Le mariage franco-allemand Siemens-Alstom témoigne bien des qualités et défauts de la place de Paris, capable des meilleurs virages stratégiques et incapable de se valoriser correctement lors des prises de contrôle.

Il convient en effet d’encourager le rapprochement entre les deux constructeurs ferroviaires, concurrents historiques, excellents porteurs de la fierté industrielle et technologique de la France comme de l’Allemagne,  que le TGV apporte à l’ICE ce qu’il a de meilleur et que ce nouveau champion européen devienne de taille face à rivaliser face à son nouveau concurrent chinois. Ce qui est seulement triste est de payer ici encore par une forme de perte de contrôle, après Lafarge et Technip,  la médiocrité de notre gouvernance à la française, l’absence d’actionnariat individuel et surtout l’incapacité des administrateurs et des investisseurs à obtenir de réelles indemnisation lors des prises de contrôle.

Le gouvernement et le management d’Alstom nous vendent un « mariage entre égaux ». Tout le monde sait désormais que les mariages entre égaux n’existent pas. Certes, l’opération est montée de telle sorte que les deux sociétés pèseront 50%-50%. Les chiffres d’affaires sont proches, Alstom a pour lui un carnet de commandes d’Alstom largement mieux garni et des droits de vente de participation dans les joint-venture Energie avec JV qui valent plusieurs milliards d’euros mais Siemens Mobility a pour lui une bien meilleure rentabilité de ses activités.

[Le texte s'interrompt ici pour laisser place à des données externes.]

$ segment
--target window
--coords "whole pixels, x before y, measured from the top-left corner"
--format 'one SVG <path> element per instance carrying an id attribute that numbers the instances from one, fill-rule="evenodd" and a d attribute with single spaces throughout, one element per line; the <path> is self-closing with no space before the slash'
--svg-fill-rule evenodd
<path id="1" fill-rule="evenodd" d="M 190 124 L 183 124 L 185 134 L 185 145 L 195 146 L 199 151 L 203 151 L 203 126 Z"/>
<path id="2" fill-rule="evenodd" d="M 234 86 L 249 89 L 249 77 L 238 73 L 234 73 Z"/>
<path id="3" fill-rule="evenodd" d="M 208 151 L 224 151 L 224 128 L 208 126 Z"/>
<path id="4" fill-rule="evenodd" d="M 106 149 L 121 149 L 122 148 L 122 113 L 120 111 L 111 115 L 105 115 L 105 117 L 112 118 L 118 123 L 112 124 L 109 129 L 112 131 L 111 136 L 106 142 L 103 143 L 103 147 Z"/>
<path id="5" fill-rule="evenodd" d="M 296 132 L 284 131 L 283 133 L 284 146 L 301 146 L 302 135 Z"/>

En pratique, il s’agit toutefois d’une prise de contrôle de Siemens qui détiendra un peu plus de 50% du capital et désignera dans un premier temps 54% des administrateurs (6/11). Bien entendu à ce niveau, plus besoin du fameux droit de vote double qui sera fort heureusement supprimé. Fini aussi la mascarade de l’emprunt des droits de vote de Bouygues par l’Etat. Une « prime de contrôle » de 4€ par action est annoncée pour les actionnaires d’Alstom, soit environ 13% de la valeur d’Alstom, un montant particulièrement faible par rapport à ce qu’exigeraient les administrateurs et investisseurs d’autres places financières, sur la place de Londres par exemple. La prime de contrôle implicite est clairement insuffisante et à vouloir absolument vendre « un mariage entre égaux », Alstom et l’Etat privent les actionnaires d’Alstom d’une indemnisation légitime à laquelle ils devraient avoir droit.

Ceci est d’autant plus dommage que l’intérêt stratégique du nouvel ensemble bénéficiant d’un meilleur positionnement concurrentiel est réel et qu’il faut reconnaître à la société, depuis la désastreuse cession des turbines à General Electric, de légers progrès en matière de gouvernance.  La vision stratégique européenne est certainement une qualité et une priorité de nos grands dirigeants, dommage qu’ils manquent parfois de goût pour la défense de l’actionnariat. A défendre un peu mieux le patrimoine des actionnaires en exigeant le paiement de réelles primes de contrôle, on défendrait parfois un peu mieux un capitalisme français qui manque malheureusement d’investisseurs engagés et d’actions collectives.